We can then calculate the pressure differential, delta P, which is equal to the density of the liquid in the manometer, times gravitational acceleration, times delta h. Then, by substituting the calculated pressure differential into our earlier equation, we can calculate the fluid speed.
In this experiment, you will measure different wind speeds in a wind tunnel using a pitot-static tube and a fluid manometer. You will then calculate the percent error in the air speed measurements collected using a misaligned pitot-static tube.
For this experiment, you will need access to an aerodynamic wind tunnel with a test section of 1 ft by 1 ft and a maximum operating air speed of 140 mph. You will also need a pitot-static tube and a manometer filled with colored oil, but marked as water-inch graduations.
Begin by connecting the two leads of the pitot-static tube fitting to the tube ports of the manometer using soft tubing. Now, open the test section and insert the pitot-static tube into the front threaded fittings. Orient the pitot-static tube so that the sensing head is in the center of the test section, pointing upstream. Use a handheld inclinometer to measure the angle of attack, and adjust the pitot tube to reach an angle of zero.Then close the front and top of the test section.
Now, turn on the wind tunnel, set the velocity to 50 mph, and observe the height difference on the manometer. Record the height difference. Next, increase the wind speed to 60 mph and again record the height difference on the manometer.
Repeat this procedure, increasing the wind speed, in increments of 10 mph, until the wind speed reaches 130 mph. Record the height difference on the manometer for each wind speed. Then, stop the wind tunnel and open the test section.
Using the handheld inclinometer, adjust the angle of attack to positive 4°. Then, close the test section and run the wind tunnel at 100 mph. Record the manometer height difference in your notebook. Repeat this procedure for angles of attack up to 28° using 4° increments. Record the manometer height difference for each angle at 100 mph.
Now, let’s take a look at how to analyze the data. First, recall that the stagnation pressure, or the pressure with zero flow speed, is equal to the static pressure plus the dynamic pressure. The dynamic pressure is directly related to the fluid density and flow speed. We can rearrange the equation to express flow speed in terms of the pressure differential and the fluid density.
The pressure differential is measured using the manometer, where the pressure differential is equal to the density of the liquid times g times the height difference in the manometer. Thus, flow velocity is predicted by the equation shown.

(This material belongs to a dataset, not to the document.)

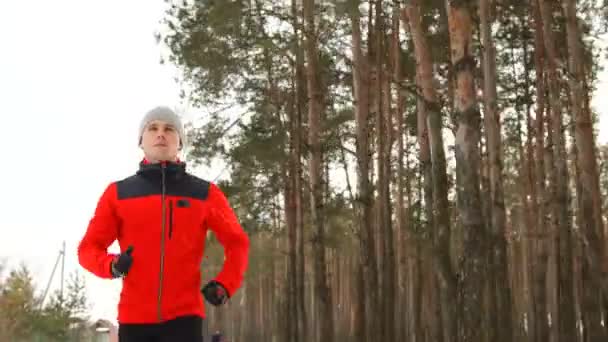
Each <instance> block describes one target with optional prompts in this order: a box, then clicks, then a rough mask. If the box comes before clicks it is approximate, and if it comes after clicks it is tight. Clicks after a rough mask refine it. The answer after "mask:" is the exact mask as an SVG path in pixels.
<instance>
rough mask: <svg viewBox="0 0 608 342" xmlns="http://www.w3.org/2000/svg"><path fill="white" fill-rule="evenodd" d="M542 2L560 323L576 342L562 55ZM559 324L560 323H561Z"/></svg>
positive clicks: (551, 26)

The air density, water density, and gravitational acceleration are known. Using the manometer height difference for each wind tunnel air speed at zero angle of attack, calculate the air speed measured by the pitot-static tube. As you can see, the percent error is quite small, showing that the pitot-static tube can predict air speed accurately, with error introduced from wind tunnel air settings, manometer readings, and other instrument errors.
Now, calculate the air speed at various angles of attack when the wind tunnel was operated at 100 mph. As you can see, the calculated air speeds are quite close to what is expected.
The percent difference is calculated by comparing the calculated air speed to the air speed measured at zero angle of attack. All differences are below 4% for the angles measured, showing that the pitot-static tube is generally insensitive to misalignment with the flow direction.
In summary, we learned how pitot-static tubes use Bernoulli’s principle to determine the speed of a fluid. We then generated a range of air speeds in a wind tunnel and used a pitot-static tube to measure the different air speeds. This demonstrated the predictive sensitivity of the pitot-static tube.